米吉 新作での見得の使い方は実は非常に難しいと聞いています。父(中村歌六)は(市川)猿翁のおじさまのスーパー歌舞伎や復活狂言によく出ておりましたが、その父が言うには「てっとり早く歌舞伎っぽくするにはツケを打つこと(舞台上手[かみて]に置かれた、「ツケ板」とよばれる板に四角柱の木を打ちつけて効果音を出す歌舞伎ならではの演出)」なんだそうです。

ただ、出てきては見得、少し戦っては見得、最後も見得と、見得に頼りすぎるのも考えものではあるんですよね。

── ツケの効果が薄まってしまいますね。

米吉 その通りです。見得といえばよく映像の「クローズアップ」という手法にたとえられますよね。そのクローズアップを連続で使っても効果ないですよね。連続で使って効果があるのはドラマ『半沢直樹』くらい(笑)。

父は新作で自分の場面を作っていくとき「ここは、見得要らないです」と、逆に見得を取り除くことが多かったんですって。過ぎたるは及ばざるが如しとでも言いましょうか、使い所が重要なんだと思います。

ツケのような生音は、新しいものを作るときにはすごく大切で、大きな演出効果を持つ、心強い武器でもあります。だからこそ、効果的に、見せ場にできるようにしなくてはいけませんよね。何ていうのかな、作品の中で見得がイキイキと存在しているような。

そもそも僕は女方ですからふだんはほとんど見得はしませんので、今回はこれまでの人生でもっとも見得をする一か月になると思います(笑)。

── そして宙乗りも初めてですね。メーヴェでの宙乗り、歌舞伎座での宙乗り。心の準備はいかがですか。

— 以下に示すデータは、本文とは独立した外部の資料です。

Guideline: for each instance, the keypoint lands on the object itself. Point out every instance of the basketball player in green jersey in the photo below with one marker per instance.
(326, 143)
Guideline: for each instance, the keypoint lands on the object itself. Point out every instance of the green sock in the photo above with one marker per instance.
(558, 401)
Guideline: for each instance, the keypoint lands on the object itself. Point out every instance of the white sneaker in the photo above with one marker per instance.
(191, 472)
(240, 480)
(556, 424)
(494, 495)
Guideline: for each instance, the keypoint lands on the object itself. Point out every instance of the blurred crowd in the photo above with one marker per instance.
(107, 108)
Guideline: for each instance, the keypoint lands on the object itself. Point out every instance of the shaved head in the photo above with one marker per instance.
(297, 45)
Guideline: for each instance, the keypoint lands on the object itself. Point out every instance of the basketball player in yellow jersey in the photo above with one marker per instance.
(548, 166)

米吉 これはもうやってみないと何もわからないので、菊之助のおにいさんに伺いながら、挑戦していきます。それと宙乗りに関して、勝手ながら個人的に感じていることもひとつあるんです。

序盤でナウシカの気持ちが怒りに包まれた時、その姿を赤い目のときの王蟲のようだとユパが評するところが原作にはあるんですね。王蟲は青い目の時は穏やかですが、怒ったときは赤い目になり、制御できずに突き進んでしまう。それと同じだ、と。優しくて強いナウシカですが、怒りを抱くと我を忘れて突っ走ってしまう。そうした狂気のようなものをもっている自分を、どこか恐れているところもあるんだと思うんです。

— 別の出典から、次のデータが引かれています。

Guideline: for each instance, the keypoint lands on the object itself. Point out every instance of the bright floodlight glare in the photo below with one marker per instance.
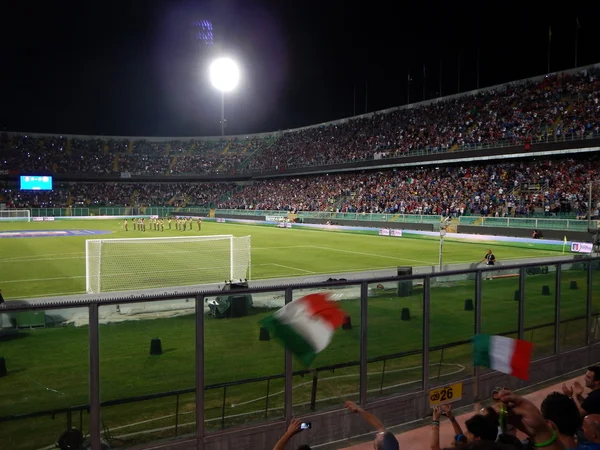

そんなナウシカがクシャナという存在や戦争を通して、矛盾ばかりの現実に巻き込まれていく。自分の手を血で汚さなくてはいけなくもなる。それでも仲間の助けや様々な力を取り込みながら、クシャナともどこか通じあい、お互いの道を歩み始める。それが今回のクライマックスになるんですけど…。もう、ほんとにすごくおおげさに、生意気に言ってしまえば……。

── ぜひおっしゃってください!

米吉 宙乗りという演出が、辛いことがあっても人は前に進んでいかなきゃいけないというナウシカの気持ちや、ある種の解放感、そして観ている方のカタルシスへと結び付けられればいいなと思っているんです。

── これはもうきっと素敵なクライマックスになりますね!

経験の積み重ねで、原作も超えられる

── 先ほどもお名前が出ましたが、お父様の(中村)歌六さんは初演ではヴ王を勤められました。原作とまた違ったイメージでとても素敵でした。

米吉 肥え太った醜い、嫌な感じのおじさんの役だったはずが、いつの間にか信長みたいなものすごくカッコイイこしらえになっていました。勝手に変えちゃってよくジブリさんに怒られなかったな(笑)。大叔父の萬屋錦之助が信長を演ったときの写真を床山さんに見せて、「こういう鬘にして」と注文してましたよ。

── 原作を越えちゃっていましたね。

米吉 新作をいくつも作ってきた場数のある人は違うなと思いました。「三月大歌舞伎」の『新・三国志』で孫権を勤めていた(中村)福之助君から聞きましたが、この孫権は以前に父が演った役なんです。福之助君は周りからやたらと「衣裳が重いから大変だよ」「動きにくいよ」と言われていたのに、実際に衣裳を着けたら「全然、軽くて動きやすかった」と。疑問に思っていたら衣裳さんが「初演のときに歌六さんが上手に直されたんですよ」と教えてくれたんですって。分かっているんです、あの人は。どうしたら軽くて楽に動きやすくなるか。逆に「こういう部分は要らない」と取ってしまえる。原作を変えてしまえる。なのに、より歌舞伎に近づける力、カッコよくできる経験があるんです。すごいなって思います。

── 初演では米吉さんはケチャでした。

米吉 まだ3年前なのにすごく懐かしいんですよね。初演の台本の表紙が歌舞伎では珍しくキラキラとしたラメ地にポスターと同じ筆文字の題字が入った、それは豪華なものだったことを思い出しました。その台本に毎日毎日改訂が加わったことも。そして最終的にはその台本はほとんど変わってしまって、あまり使わなかったことも(笑)。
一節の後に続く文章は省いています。